Нунган дёрнулся в сторону расступающегося сумрака, барс грациозно двинулся за ним, врага надо было уничтожить.
Неожиданно воздух рассёк звук. Сильная шея животного попала в петлю тёмного лассо, а неведомая сила тащила его в сумеречную бездну. Сидевшая и бывшая доселе наблюдателем Шустая подскочила в кресле.
— ЯНА ДОЛГАЯЯЯЯЯЯ, — то ли прокричала, то ли выдохнула она вслух. — Его клеймила Яна Долгая!
В тот же миг, лассо исчезло, а вибрирующая преисподняя начала растворяться. Пространство вновь стало чистым.
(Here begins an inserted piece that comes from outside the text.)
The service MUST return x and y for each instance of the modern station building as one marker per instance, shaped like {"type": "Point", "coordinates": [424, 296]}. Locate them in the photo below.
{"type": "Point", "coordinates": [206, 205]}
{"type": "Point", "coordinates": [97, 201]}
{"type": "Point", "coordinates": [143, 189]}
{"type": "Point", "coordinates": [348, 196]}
Звёзды сияли, фонари горели, а где-то неподалёку чаился алкоголь.
Первое, что почувствовал Ариф, это лёгкое дувовение тропического ветерка, шкура больше не защищала его. рядом с ним сидела Шустая, оглаживая широкие плечи перса, может быть через чур нежно…
— Что это было? — он и так всё понял, нужно было всего лишь подтверждение.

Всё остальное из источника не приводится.